Ireland’s 2012 Budget-Deficit Target in Reach, Central Bank Says
Ireland’s central bank said that the government should meet a 2012 budget-deficit target as it raised its growth forecast and said a slump in domestic demand may bottom out next year.
“Fiscal developments have remained broadly on track,” the central bank said in its Quarterly Bulletin published in Dublin today. “A gradual moderation in the contraction in domestic demand is forecast for this year with activity in the domestic economy gradually bottoming out during the course of 2013.”
Ireland returned to the bond market last week with the sale of 4.2 billion euros ($5.2 billion) of new securities. While the external environment remains “very challenging,” the central bank said there is some evidence that Ireland is decoupling from other peripheral nations in the euro area. Ireland aims to narrow its deficit to 8.6 percent of output this year in line with its bailout program.

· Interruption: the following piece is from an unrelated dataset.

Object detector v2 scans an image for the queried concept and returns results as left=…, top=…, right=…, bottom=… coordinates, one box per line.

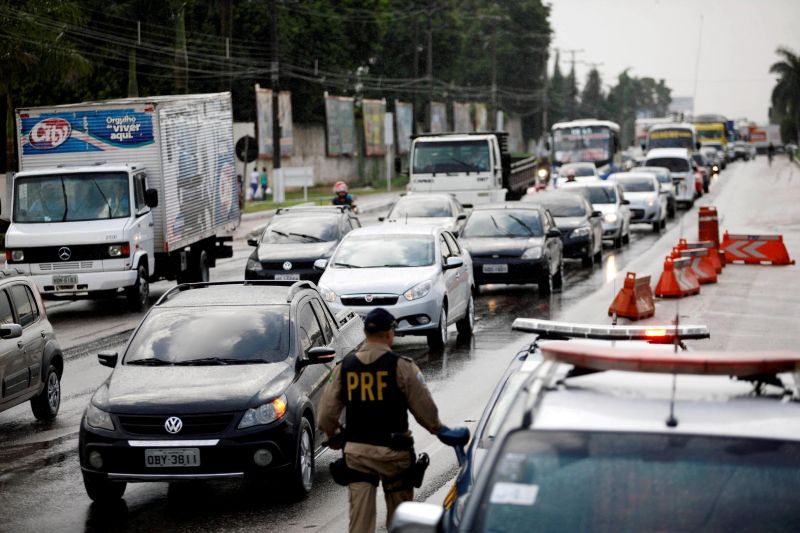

Gross domestic product will rise 0.7 percent this year, the central bank said, compared with its April forecast for 0.5 percent. The economy will grow 1.9 percent next year, compared with a 2.1 percent forecast in April. Ireland’s Finance Ministry also forecasts 0.7 percent expansion in 2012.
Ireland’s economy returned to growth for the first time in four years in 2011, expanding by 1.4 percent. Still, it shrank 1.1 percent in the first quarter.
Ireland’s bid to avoid a second bailout from 2013 improved after euro-area policy makers opened the door in June to recapitalizing banks directly with the European Stability Mechanism, instead of through the government. Prime Minister Enda Kenny said he will seek the “maximum benefit” in talks with European partners to reduce the burden of the country’s 64 billion-euro bailout of its banks.
While the negotiations “may in time reduce the effort needed to reduce the national debt to a sustainable level over the medium term, it does not remove the urgency of bringing revenues and expenditure into broad balance,” the central bank said. “In particular, it is vital to ensure that the deficit reduction targeted for this year, and subsequent years, is solidly achieved.”